Gladstone investigators Katie Pollard and Benoit Bruneau

Katie Pollard (left) and Benoit Bruneau (right) receive a $3.6 million grant for the study of DNA folding to identify the genetic causes of congenital heart disease.


The National Institutes of Health (NIH) has granted a 4D Nucleome award to support research by a group of scientists at Gladstone Institutes led by Benoit Bruneau, PhD, and Katie Pollard, PhD. This prestigious award will provide more than $3.6 million over 5 years to study how human DNA is folded up and organized within the nucleus of a cell, both in 3D space and in time, the fourth dimension.

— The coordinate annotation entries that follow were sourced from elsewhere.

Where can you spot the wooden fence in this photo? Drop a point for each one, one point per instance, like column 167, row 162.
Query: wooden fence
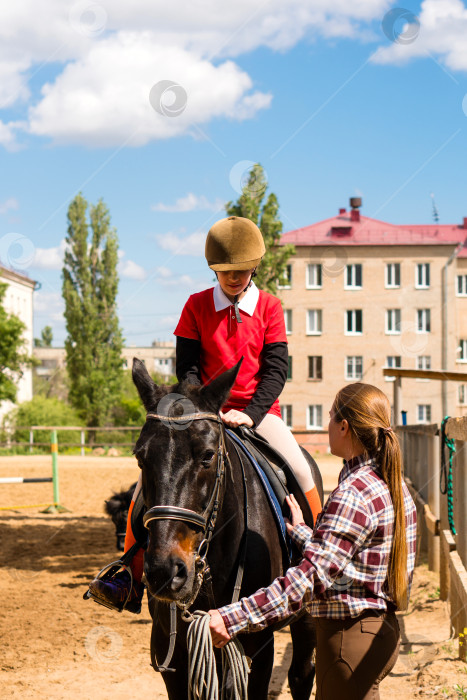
column 447, row 552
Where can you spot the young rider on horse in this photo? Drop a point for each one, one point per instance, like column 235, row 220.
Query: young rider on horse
column 357, row 563
column 217, row 327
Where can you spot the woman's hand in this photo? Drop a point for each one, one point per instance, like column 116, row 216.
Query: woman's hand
column 218, row 630
column 295, row 513
column 235, row 418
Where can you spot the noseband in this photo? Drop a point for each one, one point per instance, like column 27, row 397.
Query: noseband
column 207, row 520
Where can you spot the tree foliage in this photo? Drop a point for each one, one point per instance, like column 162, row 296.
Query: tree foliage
column 13, row 358
column 272, row 270
column 46, row 339
column 44, row 411
column 90, row 284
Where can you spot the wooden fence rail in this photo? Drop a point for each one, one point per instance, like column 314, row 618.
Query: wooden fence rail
column 447, row 552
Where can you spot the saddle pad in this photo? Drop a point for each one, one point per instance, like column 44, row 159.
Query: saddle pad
column 274, row 503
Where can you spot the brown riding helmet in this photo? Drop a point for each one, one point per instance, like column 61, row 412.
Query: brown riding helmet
column 234, row 243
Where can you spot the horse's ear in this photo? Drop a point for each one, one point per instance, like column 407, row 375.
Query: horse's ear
column 147, row 389
column 215, row 394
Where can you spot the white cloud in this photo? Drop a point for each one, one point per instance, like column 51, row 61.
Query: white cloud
column 190, row 245
column 50, row 258
column 442, row 33
column 103, row 98
column 113, row 52
column 183, row 281
column 191, row 202
column 10, row 203
column 131, row 270
column 50, row 303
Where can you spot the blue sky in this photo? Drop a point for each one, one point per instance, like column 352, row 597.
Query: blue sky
column 333, row 99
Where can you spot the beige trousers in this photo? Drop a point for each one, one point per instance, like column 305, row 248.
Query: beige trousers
column 274, row 430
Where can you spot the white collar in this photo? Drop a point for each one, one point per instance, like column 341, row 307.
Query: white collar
column 246, row 303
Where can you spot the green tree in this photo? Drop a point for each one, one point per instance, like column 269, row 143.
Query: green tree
column 46, row 339
column 90, row 284
column 13, row 358
column 272, row 270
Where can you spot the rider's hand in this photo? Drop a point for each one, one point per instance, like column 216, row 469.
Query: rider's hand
column 218, row 630
column 235, row 418
column 295, row 513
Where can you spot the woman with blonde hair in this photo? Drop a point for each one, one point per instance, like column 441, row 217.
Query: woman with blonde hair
column 358, row 562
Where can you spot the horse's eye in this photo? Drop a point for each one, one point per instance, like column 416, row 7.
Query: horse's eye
column 207, row 459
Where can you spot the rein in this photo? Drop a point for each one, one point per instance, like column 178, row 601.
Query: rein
column 206, row 521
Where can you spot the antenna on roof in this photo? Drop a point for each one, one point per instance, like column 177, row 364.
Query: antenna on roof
column 435, row 211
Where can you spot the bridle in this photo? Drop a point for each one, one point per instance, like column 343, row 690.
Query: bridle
column 206, row 520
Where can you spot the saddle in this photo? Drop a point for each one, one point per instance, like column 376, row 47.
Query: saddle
column 277, row 470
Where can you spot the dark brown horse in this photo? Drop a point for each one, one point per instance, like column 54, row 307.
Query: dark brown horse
column 190, row 468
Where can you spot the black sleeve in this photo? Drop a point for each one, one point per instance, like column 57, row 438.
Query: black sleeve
column 274, row 367
column 187, row 354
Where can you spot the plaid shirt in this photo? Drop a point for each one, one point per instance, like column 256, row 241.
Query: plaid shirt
column 345, row 559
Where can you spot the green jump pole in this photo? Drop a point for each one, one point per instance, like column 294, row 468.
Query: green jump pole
column 55, row 507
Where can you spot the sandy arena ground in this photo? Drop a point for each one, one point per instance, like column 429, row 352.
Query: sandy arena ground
column 55, row 645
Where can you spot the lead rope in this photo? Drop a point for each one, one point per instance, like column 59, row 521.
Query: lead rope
column 203, row 683
column 446, row 475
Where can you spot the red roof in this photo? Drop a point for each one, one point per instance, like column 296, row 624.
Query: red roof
column 342, row 230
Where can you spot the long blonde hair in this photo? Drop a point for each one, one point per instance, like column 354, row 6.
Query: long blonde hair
column 368, row 413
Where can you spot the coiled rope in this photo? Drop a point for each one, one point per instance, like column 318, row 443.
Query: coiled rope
column 446, row 475
column 202, row 672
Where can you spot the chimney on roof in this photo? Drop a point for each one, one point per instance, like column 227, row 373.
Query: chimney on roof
column 355, row 203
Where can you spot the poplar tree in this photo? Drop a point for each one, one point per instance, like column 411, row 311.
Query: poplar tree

This funding will enable Pollard and Bruneau to launch a deep investigation into mutations that might disrupt DNA folding in the developing heart and thereby cause malformations, known collectively as congenital heart disease, which is the most common form of human birth defects affecting one out of 100 live births worldwide.

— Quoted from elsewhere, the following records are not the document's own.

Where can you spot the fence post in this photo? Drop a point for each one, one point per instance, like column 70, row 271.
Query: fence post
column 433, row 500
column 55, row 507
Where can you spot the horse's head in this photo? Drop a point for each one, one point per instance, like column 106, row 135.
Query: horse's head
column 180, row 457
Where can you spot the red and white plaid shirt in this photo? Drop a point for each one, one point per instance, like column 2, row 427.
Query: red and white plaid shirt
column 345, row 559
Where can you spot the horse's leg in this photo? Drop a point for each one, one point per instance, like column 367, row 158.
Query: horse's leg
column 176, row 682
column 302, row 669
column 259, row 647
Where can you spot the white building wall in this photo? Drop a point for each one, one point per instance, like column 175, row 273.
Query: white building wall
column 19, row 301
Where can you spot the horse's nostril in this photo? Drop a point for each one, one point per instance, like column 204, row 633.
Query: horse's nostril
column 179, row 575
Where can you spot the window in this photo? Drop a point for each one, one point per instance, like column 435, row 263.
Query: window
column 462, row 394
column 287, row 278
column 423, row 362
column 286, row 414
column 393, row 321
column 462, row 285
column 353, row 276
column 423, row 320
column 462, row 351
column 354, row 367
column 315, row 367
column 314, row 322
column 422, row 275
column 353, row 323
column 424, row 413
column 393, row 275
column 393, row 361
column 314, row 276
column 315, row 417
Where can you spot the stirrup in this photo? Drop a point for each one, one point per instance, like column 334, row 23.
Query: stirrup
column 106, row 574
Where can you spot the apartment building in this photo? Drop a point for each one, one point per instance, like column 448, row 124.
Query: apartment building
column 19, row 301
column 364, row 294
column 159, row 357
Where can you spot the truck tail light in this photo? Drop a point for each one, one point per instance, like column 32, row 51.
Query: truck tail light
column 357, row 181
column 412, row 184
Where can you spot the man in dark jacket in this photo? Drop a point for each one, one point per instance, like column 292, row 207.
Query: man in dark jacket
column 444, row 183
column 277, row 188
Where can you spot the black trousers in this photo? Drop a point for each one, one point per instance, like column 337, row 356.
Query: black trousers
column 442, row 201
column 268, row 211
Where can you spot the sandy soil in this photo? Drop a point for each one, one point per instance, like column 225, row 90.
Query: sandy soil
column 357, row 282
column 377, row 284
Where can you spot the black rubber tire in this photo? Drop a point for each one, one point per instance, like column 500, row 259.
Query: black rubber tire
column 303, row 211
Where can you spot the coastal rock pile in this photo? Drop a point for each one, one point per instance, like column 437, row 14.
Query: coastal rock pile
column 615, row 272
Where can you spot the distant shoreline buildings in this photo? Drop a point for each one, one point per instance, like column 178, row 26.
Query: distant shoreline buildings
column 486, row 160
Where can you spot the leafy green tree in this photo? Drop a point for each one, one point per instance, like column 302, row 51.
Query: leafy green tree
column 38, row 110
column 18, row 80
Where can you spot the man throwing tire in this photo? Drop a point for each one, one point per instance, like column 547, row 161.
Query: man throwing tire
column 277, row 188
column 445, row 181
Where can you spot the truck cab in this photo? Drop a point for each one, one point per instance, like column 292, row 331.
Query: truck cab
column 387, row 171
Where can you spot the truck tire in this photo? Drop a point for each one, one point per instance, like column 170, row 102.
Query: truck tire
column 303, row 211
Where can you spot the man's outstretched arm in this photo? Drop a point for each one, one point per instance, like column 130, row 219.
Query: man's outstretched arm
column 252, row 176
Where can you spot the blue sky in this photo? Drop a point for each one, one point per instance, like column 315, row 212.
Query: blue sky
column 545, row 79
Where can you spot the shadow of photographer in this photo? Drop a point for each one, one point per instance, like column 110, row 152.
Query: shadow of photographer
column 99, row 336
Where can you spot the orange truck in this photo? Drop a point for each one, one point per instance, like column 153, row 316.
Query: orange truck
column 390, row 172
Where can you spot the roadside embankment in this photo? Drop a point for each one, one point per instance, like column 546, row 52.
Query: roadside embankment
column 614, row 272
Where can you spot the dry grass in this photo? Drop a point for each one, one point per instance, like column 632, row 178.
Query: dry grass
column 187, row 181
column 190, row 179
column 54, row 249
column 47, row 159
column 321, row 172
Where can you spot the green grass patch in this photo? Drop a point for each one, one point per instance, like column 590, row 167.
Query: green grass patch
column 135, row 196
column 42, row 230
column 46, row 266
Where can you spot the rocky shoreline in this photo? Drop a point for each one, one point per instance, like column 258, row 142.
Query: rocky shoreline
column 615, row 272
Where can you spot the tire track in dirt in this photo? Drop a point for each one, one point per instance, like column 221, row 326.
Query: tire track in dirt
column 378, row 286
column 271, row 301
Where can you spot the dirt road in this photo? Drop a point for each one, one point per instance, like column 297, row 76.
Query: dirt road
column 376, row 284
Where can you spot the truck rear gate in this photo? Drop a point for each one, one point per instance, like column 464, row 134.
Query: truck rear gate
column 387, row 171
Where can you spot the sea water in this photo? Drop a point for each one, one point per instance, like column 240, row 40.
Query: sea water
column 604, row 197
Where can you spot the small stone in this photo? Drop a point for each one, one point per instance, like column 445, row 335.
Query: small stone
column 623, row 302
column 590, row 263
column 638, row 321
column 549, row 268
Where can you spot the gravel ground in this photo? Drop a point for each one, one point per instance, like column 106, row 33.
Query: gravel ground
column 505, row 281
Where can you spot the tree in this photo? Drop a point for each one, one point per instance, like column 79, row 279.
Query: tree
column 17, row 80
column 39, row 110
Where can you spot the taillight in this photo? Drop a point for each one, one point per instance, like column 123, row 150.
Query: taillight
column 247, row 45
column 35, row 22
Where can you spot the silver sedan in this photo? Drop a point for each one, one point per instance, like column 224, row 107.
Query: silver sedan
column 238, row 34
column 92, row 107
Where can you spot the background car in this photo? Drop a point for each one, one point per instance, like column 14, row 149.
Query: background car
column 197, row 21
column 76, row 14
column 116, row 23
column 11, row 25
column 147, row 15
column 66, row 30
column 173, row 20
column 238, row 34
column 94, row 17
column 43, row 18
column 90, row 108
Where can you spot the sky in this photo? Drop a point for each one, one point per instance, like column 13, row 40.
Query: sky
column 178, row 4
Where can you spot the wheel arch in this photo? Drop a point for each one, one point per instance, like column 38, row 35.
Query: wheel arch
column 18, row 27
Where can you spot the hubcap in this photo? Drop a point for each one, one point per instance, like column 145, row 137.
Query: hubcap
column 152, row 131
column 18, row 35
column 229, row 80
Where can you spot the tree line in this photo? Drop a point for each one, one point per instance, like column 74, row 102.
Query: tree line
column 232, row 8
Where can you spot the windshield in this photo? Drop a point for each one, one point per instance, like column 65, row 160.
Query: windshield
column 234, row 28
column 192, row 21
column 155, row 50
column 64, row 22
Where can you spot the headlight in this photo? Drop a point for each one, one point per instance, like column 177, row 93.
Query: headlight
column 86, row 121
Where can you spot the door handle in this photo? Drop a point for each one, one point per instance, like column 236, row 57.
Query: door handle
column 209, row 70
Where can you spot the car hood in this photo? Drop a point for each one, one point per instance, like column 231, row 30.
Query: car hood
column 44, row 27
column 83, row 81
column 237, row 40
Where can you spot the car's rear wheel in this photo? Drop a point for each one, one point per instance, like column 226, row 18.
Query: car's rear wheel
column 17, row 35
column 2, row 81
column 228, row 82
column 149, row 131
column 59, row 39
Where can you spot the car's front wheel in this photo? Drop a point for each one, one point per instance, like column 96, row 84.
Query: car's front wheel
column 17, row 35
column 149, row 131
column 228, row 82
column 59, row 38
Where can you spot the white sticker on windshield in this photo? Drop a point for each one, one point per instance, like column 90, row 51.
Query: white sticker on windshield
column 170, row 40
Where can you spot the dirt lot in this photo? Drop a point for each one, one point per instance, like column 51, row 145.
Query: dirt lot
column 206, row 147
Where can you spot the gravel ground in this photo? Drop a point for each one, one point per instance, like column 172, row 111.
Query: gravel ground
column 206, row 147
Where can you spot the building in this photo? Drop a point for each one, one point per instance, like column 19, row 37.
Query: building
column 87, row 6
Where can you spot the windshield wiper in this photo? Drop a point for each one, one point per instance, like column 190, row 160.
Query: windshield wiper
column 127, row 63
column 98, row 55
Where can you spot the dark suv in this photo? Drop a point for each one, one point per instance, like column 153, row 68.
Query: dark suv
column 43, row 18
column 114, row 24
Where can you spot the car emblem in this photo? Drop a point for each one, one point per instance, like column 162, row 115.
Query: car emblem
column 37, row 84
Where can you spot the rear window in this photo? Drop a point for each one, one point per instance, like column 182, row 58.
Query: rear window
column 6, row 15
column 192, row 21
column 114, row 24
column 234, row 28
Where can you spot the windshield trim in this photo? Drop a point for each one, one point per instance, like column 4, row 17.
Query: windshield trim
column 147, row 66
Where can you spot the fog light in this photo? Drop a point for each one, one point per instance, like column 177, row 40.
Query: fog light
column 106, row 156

“Most children born with congenital heart defects don’t have a precise genetic diagnosis for their disease,” says Pollard, director of the Gladstone Institute of Data Science and Biotechnology. “We hope this work will ultimately provide more families with the comfort of concrete answers and set the stage for new tests and treatments.”

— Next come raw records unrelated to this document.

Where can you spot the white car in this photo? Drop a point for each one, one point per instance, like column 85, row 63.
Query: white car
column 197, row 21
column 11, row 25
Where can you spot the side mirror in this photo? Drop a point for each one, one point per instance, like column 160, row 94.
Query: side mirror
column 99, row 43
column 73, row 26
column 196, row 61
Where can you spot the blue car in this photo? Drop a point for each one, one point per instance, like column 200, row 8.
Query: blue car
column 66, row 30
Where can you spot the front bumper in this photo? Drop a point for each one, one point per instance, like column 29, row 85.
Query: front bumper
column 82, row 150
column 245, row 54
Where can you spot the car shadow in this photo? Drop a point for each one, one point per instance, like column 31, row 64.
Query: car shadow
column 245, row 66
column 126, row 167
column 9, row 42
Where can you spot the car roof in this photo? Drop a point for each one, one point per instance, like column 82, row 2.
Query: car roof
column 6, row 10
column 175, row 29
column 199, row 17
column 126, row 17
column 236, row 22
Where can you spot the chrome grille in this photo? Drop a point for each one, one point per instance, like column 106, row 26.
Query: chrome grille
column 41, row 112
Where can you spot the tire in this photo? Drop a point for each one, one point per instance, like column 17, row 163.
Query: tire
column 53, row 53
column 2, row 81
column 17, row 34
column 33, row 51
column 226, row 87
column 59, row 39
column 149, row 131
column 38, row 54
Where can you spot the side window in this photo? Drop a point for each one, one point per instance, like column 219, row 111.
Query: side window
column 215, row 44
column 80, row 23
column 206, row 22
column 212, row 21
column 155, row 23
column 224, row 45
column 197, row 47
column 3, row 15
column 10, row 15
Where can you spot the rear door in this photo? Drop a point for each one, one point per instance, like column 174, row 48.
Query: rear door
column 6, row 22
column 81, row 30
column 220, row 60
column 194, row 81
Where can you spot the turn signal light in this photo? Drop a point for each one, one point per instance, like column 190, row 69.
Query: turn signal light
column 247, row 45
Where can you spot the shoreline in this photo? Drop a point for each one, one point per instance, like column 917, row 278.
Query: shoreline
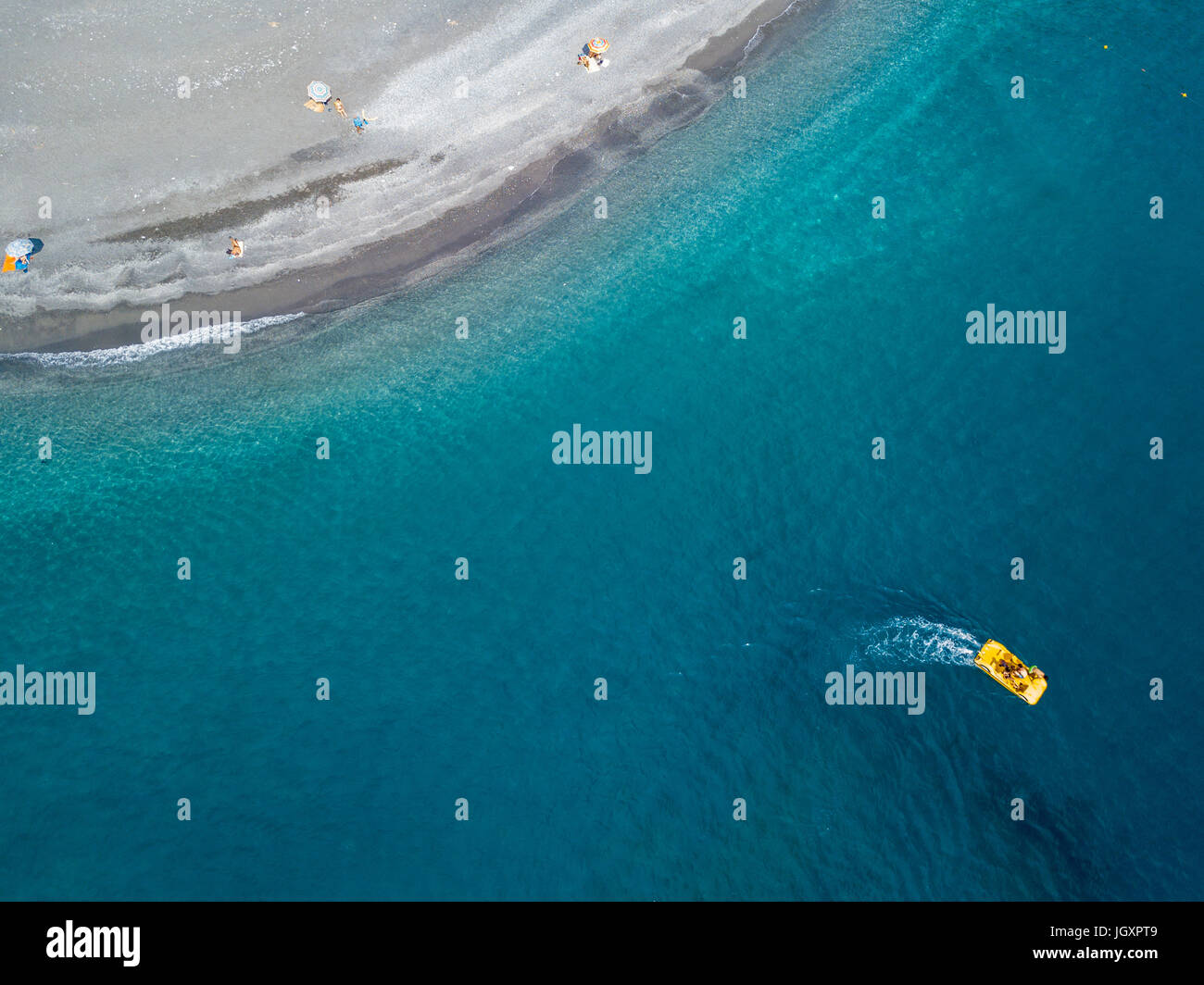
column 525, row 200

Proper formation of the heart inside a developing fetus requires a precise orchestration of genes switching on and off in sequence. For that to happen, the DNA needs to fold into different configurations. A breakdown in this dynamic folding process could be a major driver of heart defects.

To investigate how such breakdowns might occur, the project will combine Pollard’s expertise in computational biology and machine learning with Bruneau’s deep knowledge of gene regulation and heart development.

One of their major goals is to clarify how DNA folding could be disrupted by previously identified genetic mutations associated with congenital heart disease. Some evidence suggests that these mutated genes cause heart defects by keeping the proteins they encode from carrying out their normal role of regulating genome folding during heart development.

“We want to explore more deeply how these mutated proteins might disrupt the folding process and cause abnormal gene expression,” says Bruneau, director of the Gladstone Institute of Cardiovascular Disease.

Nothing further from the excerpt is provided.